Bringing Women Into Cyber
Bringing Women Into Cyber
By Maggie Engler
As an early-career cybersecurity professional, I know I haven’t seen it all, but in the few years I’ve worked in the industry so far, I’ve seen countless articles on 1) the shortage of talent in cybersecurity positions, and 2) the lack of women in the workforce. From those two points alone, it seems like we could be doing some things better to encourage more women to consider security as a career:
Stop hiring for culture fit. Often in tech, companies like to brag about having a startup culture, even long past the startup stage. I get why teams would want someone who would fit in right away, but if you’re looking to hire someone exactly like your current employees, you’ll miss out on a lot of potential candidates, as well as the chance to have a more diverse, higher-performing group. Instead of using a vague term like “culture fit,” I would encourage having deeper conversations about what specific personal traits would help someone succeed in the role (for example, creativity in problem-solving, curiosity and willingness to learn), and how to gauge those traits – rather than relying on what school they went to or what video games they play as heuristics for how well they will fit in the organization.

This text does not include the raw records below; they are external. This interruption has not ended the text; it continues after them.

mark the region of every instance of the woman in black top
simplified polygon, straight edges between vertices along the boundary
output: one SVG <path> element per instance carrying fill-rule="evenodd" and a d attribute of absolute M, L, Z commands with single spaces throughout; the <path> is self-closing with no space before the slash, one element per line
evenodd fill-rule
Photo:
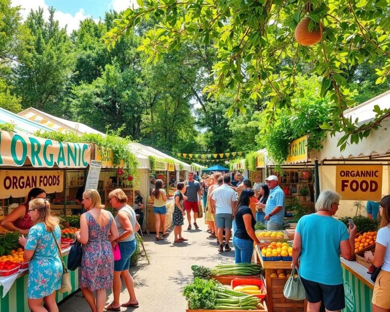
<path fill-rule="evenodd" d="M 246 189 L 241 192 L 238 201 L 235 217 L 237 228 L 233 237 L 236 263 L 250 263 L 253 253 L 253 242 L 260 246 L 260 242 L 254 234 L 256 220 L 249 207 L 249 200 L 252 196 L 254 196 L 253 190 Z"/>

Emphasize the human element. When people think of cybersecurity, they think of hackers, whose stereotypical image is a young, antisocial male in a hoodie. Rest assured that none of these attributes are necessary for success in security. At its core, cyber is about people. It’s about understanding user behavior to design secure and usable features, to monitor systems for anomalous actions and so much more. It’s also a highly collaborative field, despite the lone genius archetype. The cybersecurity industry can be more appealing and welcoming to women and other underrepresented minorities in part by highlighting the discrepancies between the stereotypes and realities of the job.

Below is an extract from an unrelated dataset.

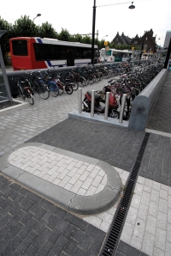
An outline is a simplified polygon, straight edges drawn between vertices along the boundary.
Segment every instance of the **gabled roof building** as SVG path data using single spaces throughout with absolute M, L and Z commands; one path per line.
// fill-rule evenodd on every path
M 145 52 L 155 52 L 156 51 L 156 36 L 153 36 L 152 29 L 149 31 L 144 31 L 143 36 L 136 36 L 131 39 L 128 36 L 126 36 L 122 32 L 121 35 L 119 34 L 119 32 L 116 34 L 112 43 L 115 45 L 130 45 L 132 46 L 139 46 L 145 50 Z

Make it about the mission. During my undergrad at Stanford, I had an interesting conversation with one of my professors about the comparatively low number of female students in my major, electrical engineering. He told me that in the computer science department, when faced with similar statistics some years back, they had made a conscious decision to change their messaging. The new promotional material, introductory courses and selection of guest speakers focused less on the idea of inventing cutting-edge algorithms or making a fortune, and more on using technological skills to address social problems. Computer science is now the most popular degree among undergraduate women at Stanford, who represent about 30 percent of the major.
To be transparent, my only evidence of this effort is anecdotal, and I certainly don’t have data around how much of the demographic shift could be explained by the strategy described. But there might be something to the idea of gender differences in motivation, and one of the most compelling things about working in cybersecurity, especially for those who might otherwise choose a different path, is the opportunity to serve in an increasingly critical role protecting data, systems and infrastructure.
Maggie Engler is a Cyber Analyst at Cyence.